For roughly 20 years, scientists have been working to engineer a
virus that will attack cancer. The basic idea is sound, and every few
years there have been some promising-looking results, with tumors
shrinking dramatically in response to an infection. But the viruses
never seem to go beyond small trials, and the companies making them
always seem to focus on different things.
Over the weekend, Nature Medicine described some further
promising results, this time with a somewhat different approach to
ensuring that the virus leads to the death of cancer cells: if the virus
doesn't kill the cells directly, it revs up the immune system to attack
them. It's not clear this result will make it to a clinic, but it
provides a good opportunity to review the general approach of treating
cancer with viruses.
 The basic idea is to leverage decades of work on some common viruses.
This research has identified a variety of mutations keeping viruses
from growing in normal cells. It means that if you inject the virus into
a healthy individual, it won't be able to infect any of their cells.
 But cancer cells are different, as they carry a series of mutations
of their own. In some cases, these mutations compensate for the problems
in the virus. To give one example, the p53 protein normally induces
aberrant cells to undergo an orderly death called apoptosis. It also
helps shut down the growth of viruses in a cell, which is why some
viruses encode a protein that inhibits p53. Cancer cells tend to damage
or eliminate their copies of p53 so that it doesn't cause them to
So imagine a virus with its p53 inhibitor deleted. It can't grow in
normal cells since they have p53 around, but it can grow in cancer
cells, which have eliminated their p53. The net result should be a
cancer-killing virus. (A great idea, but this is one of the viruses that
got dropped after preliminary trials.)
In the new trial, the virus in question takes a similar approach. The
virus, vaccinia (a relative of smallpox used for vaccines), carries a
gene that is essential for it to make copies of itself. Researchers have
engineered a version without that gene, ensuring it can't grow in
normal cells (which have their equivalent of the gene shut down). Cancer
cells need to reactivate the gene, meaning they present a hospitable
environment for the mutant virus.
But the researchers added another trick by inserting a gene for a
molecule that helps recruit immune cells (the awkwardly named
granulocyte-macrophage colony-stimulating factor, or GM-CSF).

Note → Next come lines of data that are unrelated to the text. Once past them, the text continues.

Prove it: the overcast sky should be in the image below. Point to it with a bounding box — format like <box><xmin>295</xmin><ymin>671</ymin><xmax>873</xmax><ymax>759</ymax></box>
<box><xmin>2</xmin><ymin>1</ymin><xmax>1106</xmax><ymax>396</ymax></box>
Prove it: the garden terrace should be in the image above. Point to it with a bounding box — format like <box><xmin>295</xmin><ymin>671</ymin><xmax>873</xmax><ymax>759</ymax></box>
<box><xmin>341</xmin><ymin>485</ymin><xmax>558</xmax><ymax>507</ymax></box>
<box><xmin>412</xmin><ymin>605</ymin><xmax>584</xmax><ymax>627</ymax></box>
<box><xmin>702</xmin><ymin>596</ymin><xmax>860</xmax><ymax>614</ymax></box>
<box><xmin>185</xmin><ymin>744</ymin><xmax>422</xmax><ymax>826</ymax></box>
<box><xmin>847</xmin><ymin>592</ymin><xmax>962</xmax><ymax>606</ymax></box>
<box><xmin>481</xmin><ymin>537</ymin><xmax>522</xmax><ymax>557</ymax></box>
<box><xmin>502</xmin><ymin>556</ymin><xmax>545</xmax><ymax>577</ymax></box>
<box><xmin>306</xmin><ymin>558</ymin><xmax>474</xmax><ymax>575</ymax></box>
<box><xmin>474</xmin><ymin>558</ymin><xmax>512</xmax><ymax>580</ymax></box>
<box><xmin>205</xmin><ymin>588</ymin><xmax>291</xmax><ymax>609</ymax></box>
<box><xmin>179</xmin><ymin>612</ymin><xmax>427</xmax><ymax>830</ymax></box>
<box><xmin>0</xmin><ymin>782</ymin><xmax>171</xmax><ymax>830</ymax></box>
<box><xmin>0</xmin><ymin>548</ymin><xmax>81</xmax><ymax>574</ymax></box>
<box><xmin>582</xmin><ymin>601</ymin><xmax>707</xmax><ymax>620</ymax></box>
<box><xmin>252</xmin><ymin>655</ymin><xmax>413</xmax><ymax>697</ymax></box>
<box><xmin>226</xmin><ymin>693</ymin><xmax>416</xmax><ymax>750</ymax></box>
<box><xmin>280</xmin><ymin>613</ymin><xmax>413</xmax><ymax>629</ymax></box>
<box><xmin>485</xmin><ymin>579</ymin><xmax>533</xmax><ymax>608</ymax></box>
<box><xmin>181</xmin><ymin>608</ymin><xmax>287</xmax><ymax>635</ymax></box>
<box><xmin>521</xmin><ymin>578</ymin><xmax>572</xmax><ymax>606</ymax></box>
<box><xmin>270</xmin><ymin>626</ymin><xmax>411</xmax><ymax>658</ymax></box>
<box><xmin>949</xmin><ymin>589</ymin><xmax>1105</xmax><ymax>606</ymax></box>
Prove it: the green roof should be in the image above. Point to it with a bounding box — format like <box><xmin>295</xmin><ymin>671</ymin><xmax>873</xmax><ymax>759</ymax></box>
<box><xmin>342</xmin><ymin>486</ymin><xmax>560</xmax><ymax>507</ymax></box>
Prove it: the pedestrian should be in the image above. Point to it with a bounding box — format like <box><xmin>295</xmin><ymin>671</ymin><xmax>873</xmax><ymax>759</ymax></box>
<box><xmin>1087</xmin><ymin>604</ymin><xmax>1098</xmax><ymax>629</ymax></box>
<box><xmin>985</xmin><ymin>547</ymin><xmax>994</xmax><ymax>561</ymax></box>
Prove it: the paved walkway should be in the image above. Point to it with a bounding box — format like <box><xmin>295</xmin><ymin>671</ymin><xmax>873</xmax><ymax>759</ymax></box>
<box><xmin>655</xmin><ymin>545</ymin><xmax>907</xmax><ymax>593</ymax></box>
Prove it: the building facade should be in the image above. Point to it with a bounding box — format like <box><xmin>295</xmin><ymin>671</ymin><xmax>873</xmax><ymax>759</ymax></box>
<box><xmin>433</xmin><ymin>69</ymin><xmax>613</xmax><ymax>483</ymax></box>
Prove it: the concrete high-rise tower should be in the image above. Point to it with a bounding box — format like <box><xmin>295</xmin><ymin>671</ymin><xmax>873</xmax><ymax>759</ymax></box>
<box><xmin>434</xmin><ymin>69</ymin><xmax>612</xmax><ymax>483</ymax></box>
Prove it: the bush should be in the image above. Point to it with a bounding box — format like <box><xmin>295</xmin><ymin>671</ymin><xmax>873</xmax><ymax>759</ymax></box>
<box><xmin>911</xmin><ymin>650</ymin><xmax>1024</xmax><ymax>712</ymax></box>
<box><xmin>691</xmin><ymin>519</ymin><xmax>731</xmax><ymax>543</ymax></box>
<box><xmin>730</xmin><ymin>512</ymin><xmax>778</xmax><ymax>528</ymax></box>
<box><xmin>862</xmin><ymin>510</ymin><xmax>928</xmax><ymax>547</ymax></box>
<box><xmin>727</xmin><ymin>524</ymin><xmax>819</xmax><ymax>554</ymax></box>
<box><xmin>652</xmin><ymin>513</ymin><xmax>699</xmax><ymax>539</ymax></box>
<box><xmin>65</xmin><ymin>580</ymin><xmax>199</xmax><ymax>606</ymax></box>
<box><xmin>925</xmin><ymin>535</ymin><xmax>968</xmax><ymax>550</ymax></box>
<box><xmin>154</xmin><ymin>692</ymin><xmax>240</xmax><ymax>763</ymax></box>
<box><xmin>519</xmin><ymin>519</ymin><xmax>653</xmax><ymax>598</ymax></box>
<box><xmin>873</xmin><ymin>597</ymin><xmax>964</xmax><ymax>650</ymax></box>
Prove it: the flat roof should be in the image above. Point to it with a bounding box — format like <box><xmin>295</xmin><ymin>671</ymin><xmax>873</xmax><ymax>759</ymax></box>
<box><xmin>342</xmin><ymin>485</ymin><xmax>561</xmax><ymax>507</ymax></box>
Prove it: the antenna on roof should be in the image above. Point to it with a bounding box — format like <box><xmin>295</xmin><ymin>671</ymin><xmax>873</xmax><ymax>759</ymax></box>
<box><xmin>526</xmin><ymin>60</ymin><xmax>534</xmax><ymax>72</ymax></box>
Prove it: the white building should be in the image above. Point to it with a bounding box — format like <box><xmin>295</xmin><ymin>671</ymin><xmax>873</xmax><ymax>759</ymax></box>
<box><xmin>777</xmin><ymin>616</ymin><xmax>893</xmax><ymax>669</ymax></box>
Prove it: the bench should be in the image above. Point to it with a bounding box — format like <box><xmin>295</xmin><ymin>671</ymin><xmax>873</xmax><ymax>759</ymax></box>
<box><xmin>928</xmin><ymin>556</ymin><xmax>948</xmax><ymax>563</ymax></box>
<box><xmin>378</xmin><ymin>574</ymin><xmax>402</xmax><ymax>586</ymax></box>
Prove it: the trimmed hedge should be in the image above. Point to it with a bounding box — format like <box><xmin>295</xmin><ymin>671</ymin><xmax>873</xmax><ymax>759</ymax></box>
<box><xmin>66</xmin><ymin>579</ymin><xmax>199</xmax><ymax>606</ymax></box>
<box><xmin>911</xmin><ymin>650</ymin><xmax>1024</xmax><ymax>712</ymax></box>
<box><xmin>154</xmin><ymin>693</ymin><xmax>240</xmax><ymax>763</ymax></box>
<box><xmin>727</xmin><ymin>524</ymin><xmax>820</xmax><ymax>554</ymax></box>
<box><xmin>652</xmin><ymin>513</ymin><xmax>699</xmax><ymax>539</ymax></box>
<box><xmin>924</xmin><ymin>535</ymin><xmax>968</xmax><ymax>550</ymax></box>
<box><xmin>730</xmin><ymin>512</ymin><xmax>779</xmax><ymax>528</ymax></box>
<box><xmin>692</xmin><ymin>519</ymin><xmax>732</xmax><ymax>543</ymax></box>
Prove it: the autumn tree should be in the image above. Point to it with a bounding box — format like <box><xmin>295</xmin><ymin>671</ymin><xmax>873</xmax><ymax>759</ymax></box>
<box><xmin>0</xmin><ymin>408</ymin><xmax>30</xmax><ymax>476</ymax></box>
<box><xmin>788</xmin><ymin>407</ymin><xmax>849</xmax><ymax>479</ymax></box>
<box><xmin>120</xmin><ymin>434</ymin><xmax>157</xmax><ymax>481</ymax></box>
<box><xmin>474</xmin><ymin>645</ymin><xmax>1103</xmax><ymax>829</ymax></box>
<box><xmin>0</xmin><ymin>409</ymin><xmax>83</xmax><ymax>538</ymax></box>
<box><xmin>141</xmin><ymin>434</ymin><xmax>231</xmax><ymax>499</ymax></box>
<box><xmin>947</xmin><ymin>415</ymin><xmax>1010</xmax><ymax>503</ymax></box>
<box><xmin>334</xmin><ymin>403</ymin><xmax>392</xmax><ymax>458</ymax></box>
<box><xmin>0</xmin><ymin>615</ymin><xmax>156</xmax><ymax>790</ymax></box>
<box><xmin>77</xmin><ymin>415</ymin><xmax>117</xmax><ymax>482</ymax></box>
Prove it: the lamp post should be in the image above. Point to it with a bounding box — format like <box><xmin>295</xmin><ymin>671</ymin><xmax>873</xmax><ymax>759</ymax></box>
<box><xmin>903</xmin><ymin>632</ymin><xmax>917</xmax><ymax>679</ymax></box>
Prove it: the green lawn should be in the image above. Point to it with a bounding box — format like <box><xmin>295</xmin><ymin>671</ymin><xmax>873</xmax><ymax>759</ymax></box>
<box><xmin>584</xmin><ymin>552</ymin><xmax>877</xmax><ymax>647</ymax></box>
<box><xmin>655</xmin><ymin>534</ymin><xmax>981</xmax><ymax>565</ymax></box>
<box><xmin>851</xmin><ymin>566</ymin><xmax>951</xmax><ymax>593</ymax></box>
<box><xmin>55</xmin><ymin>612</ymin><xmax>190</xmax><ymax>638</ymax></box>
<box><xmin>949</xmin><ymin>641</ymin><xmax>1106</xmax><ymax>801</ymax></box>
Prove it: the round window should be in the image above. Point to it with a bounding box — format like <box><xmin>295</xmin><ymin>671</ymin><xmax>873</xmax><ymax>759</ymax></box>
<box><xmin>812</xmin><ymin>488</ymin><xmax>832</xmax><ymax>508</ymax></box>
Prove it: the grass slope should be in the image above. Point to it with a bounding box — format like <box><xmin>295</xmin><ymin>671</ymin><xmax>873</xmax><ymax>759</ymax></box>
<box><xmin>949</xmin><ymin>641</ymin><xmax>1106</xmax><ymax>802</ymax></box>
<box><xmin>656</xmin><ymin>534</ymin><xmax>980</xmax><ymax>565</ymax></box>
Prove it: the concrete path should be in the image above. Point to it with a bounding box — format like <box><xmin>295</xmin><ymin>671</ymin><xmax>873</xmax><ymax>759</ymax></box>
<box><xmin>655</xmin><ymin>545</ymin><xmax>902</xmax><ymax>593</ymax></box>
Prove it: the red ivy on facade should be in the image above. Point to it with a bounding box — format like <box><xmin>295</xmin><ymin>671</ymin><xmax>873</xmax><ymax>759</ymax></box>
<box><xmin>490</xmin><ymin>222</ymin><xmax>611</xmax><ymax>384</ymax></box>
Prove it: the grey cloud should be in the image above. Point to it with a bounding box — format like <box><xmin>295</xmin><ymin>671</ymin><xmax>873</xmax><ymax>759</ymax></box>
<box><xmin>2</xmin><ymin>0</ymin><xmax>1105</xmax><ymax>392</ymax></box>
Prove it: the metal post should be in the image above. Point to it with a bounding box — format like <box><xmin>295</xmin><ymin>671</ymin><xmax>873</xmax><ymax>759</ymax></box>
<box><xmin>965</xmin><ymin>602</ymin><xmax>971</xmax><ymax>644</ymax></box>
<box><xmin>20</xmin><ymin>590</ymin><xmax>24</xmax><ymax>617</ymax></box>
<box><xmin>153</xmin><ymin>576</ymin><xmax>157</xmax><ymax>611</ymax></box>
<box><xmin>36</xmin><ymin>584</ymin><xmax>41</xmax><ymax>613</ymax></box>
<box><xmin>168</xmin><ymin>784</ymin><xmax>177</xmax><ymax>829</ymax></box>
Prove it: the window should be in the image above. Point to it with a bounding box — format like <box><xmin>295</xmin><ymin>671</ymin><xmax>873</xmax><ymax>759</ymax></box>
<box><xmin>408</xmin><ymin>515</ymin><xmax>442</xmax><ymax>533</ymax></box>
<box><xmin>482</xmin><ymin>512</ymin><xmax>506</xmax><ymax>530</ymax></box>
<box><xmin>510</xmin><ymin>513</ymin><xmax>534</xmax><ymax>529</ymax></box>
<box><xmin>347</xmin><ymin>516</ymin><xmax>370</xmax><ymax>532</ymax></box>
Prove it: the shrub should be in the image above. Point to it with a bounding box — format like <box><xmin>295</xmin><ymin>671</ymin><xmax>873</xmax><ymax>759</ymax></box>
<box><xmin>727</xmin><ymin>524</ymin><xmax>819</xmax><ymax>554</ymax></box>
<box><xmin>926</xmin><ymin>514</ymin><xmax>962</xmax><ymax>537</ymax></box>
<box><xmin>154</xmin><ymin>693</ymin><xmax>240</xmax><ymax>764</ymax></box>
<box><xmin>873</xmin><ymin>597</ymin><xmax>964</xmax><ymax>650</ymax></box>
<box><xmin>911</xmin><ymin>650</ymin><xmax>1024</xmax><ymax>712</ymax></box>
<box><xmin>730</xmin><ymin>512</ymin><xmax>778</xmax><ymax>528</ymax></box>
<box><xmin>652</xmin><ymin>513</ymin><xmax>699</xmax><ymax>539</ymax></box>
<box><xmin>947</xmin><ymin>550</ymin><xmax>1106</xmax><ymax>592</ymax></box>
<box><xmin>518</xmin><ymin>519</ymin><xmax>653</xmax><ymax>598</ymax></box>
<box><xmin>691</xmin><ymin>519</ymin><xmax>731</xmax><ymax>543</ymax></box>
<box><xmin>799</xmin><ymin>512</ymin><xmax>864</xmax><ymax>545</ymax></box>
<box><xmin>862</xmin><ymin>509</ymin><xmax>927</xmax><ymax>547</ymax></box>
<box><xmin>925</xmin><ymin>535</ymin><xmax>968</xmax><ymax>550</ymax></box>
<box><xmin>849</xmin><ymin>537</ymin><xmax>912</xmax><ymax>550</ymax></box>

The immune
system plays an important role in controlling cancer, but it doesn't
always generate a full-scale response to cancer. By adding GM-CSF, the
virus should help bring immune cells to the site of the cancer and
activate them, creating a more aggressive immune response to any cells
that survive viral infection.
The study here was simply checking the tolerance for two different
doses of the virus. In general, the virus was tolerated well. Most
subjects reported a short bout of flu-like symptoms, but only one
subject out of 30 had a more severe response.
However, the tumors did respond. Based on placebo-controlled trials,
the average survival time of patients like the ones in the trial would
have been expected to be about two to four months. Instead, the low-dose
group had a survival time of nearly seven months; for the higher dose
group, that number went up to over a year. Two of those treated were
still alive after more than two years. Imaging of tumors showed lots of
dead cells, and tests of the immune system indicate the virus had
generated a robust response.
Will this virus finally make it out of clinical trials? Right now,
the company that makes it is still engaged in phase 2 trials (like this
one), which are designed to identify the treatment used for a
large-scale effectiveness trial.  There are still hurdles to overcome,
but the promising results described here indicate the company behind it
is very interested in seeing this through.